Pak Sekda juga menjelaskan tentang kondisi geografis daerahnya yang berbatasan dengan negara tetangga selain dengan kekayaan alam berupa hutan konservasi yang sangat luas. Beliau bercerita ada satu kawasan dimana orang bisa menambang emas cukup dari permukaan tanah, apalagi kandungan di dalamnya. Dengan bangga Pak Sekda menjelaskan tentang pohon besar di hutan itu yang membutuhkan 7 orang bergandengan tangan untuk memutarinya. Hutan itu juga merupakan kawasan hulu dari sungai-sungai besar yang ada di pulau besar itu.
Soal transportasi dia menerangkan bagaimana untuk mencapai satu kecamatan harus naik pesawat. Sehingga betapa sulitnya membawa bahan material untuk suatu pembangunan.
Kemudian, kami memulai acara sosialisasi. Pada sesi diskusi, saya mendapati informasi yang tanpa sengaja mengkonfirmasi penjelasan Pak Sekda. Peserta dari UPT lingkungan hidup itu mengeluh dengan standar biaya yang tidak cukup mereka gunakan untuk kepentingan menuju daerah-daerah kawasan hutan konservasi. Dia bertanya apakah ada standar biaya khusus untuk mereka ini. Bagaimana proses pengusulannya.
Dari semua informasi di atas, lantas saya berpikir tentang peran kita ke depan. Tidak bisa kita pungkiri, sudah banyak yang bertanya kepada kita tentang banyak hal yang secara permukaan bukan tanggung jawab dan kewenangan kita. Tetapi, rasanya juga tidak elok, jika kita menanggapinya dengan kalimat: itu bukan tugas kami, kami tidak tahu. Artinya, kita mestinya mengetahui dan paham soal kebijakan dan tidak sebatas teknis penyaluran.
Hal lain adalah bagaimana suatu kebijakan bisa tersusun dari berbagai sudut pandang. Tidak hanya sudut pandang pusat yang ternyata dalam implementasi menghadapi kendala lapangan. Suatu kebijakan tentu didasarkan pada kajian atau telaah. Bagaimana agar sudut pandang daerah ini bisa menjadi salah satu pertimbangan pusat untuk menetapkan kebijakan, maka dibutuhkan unit yang berada di daerah yang sanggup melihat kondisi lapangan sekaligus mampu menyusun kajian atas implementasi sebuah kebijakan. Ini akan menjadi penting untuk evaluasi dan penyempurnaan kebijakan tersebut. Termasuk kebijakan mengenai persyaratan penyaluran DAK fisik. Bagaimana kita turut menyumbangkan gagasan untuk sebuah kebijakan yang lebih berkeadilan dan bermanfaat bagi daerah.
Begitu pula hal yang sama dengan penyusunan standar biaya.

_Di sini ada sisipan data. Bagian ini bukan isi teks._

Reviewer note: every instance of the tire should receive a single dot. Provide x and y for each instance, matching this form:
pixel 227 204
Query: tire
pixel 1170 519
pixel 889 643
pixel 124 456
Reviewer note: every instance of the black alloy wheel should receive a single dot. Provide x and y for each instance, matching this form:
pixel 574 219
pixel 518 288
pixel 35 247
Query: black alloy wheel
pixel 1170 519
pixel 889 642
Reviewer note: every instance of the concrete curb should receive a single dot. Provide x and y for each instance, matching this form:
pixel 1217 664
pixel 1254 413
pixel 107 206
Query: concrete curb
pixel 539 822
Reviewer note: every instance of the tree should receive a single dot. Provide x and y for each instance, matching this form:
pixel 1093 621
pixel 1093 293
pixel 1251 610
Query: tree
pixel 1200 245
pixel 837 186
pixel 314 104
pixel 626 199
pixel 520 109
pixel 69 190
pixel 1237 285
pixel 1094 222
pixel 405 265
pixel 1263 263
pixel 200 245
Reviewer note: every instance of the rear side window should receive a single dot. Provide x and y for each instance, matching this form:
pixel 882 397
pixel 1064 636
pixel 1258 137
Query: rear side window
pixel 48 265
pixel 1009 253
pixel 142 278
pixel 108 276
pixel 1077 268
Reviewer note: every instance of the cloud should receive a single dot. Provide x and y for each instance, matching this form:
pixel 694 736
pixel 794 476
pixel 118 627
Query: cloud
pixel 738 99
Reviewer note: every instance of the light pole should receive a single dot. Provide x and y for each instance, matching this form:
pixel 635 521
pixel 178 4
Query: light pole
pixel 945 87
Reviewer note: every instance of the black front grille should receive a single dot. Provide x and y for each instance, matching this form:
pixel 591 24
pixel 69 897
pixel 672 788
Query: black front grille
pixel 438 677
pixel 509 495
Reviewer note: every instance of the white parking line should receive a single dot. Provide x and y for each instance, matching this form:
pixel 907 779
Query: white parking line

Riil cost perjalanan atau kegiatan di daerah tidak bisa hanya dikira-kira dengan kacamata pusat. Peran ini perlu ditingkatkan tidak hanya sekedar memberikan bahan penetapan standar biaya umum, tetapi juga mampu memotret kebutuhan yang ada di daerah, seperti bagaimana standar biaya untuk perjalanan menuju daerah yang sulit dan pelaksanaan kegiatan di daerah itu.